5 Ways to Achieve Supply Chain Optimization
By Hugo Britt | July 15, 2021
After witnessing the impact of COVID-19 on supply chains around the globe, let’s take a step back to evaluate lessons learned and analyze how agile supply chains overcome obstacles.
The following are powerful optimization tactics gleaned from supply chain leaders.
Lessons in supply chain optimization
Agility is the catalyst that helps supply chain leaders predict, prepare for, and surmount supply chain obstacles.
L’Oréal is an excellent example of a powerful, agile supply chain, facilitating the distribution of over 6 billion products annually. Francisco Garcia Fornaro, L’Oréal’s Chief Supply Chain Officer wrote, “Agility is the first pillar of our strategy, and in practical terms, it means the ability to respond in real-time to market expectations. Our … planning strategy allows us to predict market volatility and to increase our industrial agility accordingly so that we can provide an optimal service to our customers.”

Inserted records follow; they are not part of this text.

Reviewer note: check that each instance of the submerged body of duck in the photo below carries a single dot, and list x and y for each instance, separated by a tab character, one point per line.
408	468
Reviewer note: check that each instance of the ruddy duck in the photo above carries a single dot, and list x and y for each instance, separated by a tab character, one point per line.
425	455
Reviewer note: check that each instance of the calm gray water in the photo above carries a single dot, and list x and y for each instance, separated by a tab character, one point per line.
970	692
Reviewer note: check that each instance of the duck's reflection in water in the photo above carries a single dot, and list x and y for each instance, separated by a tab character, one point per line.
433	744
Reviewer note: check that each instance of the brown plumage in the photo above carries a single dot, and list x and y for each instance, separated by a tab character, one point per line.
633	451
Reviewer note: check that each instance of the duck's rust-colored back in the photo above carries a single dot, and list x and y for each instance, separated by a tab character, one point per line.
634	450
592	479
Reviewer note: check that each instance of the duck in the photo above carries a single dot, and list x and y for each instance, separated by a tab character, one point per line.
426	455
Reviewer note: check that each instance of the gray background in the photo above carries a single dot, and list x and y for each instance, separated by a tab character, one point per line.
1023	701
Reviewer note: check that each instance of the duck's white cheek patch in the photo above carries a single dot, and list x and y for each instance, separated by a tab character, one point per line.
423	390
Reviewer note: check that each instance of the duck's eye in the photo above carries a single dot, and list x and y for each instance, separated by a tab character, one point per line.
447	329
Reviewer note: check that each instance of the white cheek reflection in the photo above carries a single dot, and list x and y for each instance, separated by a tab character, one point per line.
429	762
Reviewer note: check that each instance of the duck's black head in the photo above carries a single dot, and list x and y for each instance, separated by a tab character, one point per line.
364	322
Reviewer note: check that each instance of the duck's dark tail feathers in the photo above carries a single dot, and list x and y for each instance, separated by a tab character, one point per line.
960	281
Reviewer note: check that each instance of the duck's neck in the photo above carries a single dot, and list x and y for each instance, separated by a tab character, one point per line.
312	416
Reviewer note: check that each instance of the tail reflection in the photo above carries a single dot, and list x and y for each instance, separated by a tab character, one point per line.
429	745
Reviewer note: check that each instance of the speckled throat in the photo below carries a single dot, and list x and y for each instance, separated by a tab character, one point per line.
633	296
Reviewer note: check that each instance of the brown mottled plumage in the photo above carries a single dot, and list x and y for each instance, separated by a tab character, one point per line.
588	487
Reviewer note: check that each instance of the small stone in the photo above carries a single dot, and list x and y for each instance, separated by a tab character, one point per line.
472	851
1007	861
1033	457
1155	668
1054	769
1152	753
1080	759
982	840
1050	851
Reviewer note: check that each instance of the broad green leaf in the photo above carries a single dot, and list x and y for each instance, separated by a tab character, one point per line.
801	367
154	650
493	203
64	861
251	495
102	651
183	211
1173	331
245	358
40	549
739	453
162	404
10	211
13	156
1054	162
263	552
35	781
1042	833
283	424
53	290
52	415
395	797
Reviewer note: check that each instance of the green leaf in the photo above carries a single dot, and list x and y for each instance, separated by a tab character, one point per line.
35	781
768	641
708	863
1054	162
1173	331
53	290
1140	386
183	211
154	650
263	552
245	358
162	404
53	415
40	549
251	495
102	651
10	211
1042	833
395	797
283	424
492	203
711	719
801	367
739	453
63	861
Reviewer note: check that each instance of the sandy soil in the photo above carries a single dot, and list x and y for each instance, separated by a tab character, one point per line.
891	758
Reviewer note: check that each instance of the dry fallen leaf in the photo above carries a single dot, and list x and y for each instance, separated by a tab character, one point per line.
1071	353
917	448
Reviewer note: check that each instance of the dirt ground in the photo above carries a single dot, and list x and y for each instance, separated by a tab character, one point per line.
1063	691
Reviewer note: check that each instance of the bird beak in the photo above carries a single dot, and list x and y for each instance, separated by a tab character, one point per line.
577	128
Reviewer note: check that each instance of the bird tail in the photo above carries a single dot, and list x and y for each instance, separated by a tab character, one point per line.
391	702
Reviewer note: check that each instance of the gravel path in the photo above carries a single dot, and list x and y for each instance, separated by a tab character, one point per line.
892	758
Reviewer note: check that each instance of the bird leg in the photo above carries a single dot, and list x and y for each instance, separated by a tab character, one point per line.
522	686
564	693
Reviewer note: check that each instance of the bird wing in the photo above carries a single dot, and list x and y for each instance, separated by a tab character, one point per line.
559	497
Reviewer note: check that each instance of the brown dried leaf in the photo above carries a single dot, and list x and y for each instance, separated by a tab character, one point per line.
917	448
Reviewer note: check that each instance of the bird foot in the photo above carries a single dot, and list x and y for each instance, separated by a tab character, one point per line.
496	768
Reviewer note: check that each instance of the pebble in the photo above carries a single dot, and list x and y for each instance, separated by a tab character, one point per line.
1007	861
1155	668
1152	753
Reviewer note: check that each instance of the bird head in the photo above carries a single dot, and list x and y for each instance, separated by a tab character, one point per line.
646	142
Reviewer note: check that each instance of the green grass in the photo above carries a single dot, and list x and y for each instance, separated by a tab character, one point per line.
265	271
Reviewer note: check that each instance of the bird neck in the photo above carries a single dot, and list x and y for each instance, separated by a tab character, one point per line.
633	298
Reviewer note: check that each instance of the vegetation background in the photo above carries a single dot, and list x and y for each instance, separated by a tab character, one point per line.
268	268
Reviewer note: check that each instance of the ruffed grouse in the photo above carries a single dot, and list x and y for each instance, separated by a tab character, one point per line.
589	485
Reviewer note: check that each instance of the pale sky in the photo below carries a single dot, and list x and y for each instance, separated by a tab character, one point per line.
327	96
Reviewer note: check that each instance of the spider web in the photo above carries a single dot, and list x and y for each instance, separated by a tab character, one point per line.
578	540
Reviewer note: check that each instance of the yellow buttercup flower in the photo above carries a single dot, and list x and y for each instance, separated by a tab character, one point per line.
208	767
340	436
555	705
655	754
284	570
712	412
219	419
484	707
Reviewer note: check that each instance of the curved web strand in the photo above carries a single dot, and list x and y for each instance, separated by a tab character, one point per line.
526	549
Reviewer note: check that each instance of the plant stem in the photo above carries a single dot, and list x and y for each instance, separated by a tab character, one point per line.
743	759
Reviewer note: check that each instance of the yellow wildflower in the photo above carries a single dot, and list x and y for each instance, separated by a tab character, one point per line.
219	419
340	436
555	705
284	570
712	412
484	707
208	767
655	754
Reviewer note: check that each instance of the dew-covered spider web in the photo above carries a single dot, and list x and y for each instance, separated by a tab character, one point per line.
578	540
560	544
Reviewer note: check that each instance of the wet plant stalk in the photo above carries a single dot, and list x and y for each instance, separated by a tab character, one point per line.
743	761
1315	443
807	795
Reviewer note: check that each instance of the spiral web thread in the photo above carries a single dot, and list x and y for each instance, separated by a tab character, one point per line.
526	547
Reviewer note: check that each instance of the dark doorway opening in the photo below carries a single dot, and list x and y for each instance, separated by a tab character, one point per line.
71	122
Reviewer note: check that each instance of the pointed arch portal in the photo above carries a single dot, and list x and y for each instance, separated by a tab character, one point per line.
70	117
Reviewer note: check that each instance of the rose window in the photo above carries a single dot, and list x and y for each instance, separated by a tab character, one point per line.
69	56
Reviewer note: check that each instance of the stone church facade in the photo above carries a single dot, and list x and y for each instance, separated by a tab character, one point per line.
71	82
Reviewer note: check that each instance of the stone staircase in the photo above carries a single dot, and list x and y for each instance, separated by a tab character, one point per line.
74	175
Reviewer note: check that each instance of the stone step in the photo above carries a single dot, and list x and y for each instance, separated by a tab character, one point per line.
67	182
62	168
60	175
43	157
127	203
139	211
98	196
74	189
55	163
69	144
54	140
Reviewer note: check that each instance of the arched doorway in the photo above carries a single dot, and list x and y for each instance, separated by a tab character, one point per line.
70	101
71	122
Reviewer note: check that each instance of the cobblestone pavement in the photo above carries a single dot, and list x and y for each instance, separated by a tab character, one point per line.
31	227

To determine where innovation is needed, evaluate key performance indicators to find out where problems arise within your supply chain. A primary example is behavior that can disrupt your supply chain like order irregularities that result in product shortages.
Johnson & Johnson is a supply chain leader that sets an example in this area for innovation through real-time data analysis. J&J leverages data science and advanced algorithms to monitor and analyze order patterns from large customers. When any major deviations or unusual patterns are uncovered, an alert is sent to supply chain managers.
Automation technology increases efficiency and enables supply chain scalability. Supply chain giant Walmart is investing in supply chain automation for their distribution centers, eCommerce fulfillment centers and in-market fulfillment centers. Its omnichannel automation strategy encompasses thousands of stores and hundreds of distribution and fulfillment centers.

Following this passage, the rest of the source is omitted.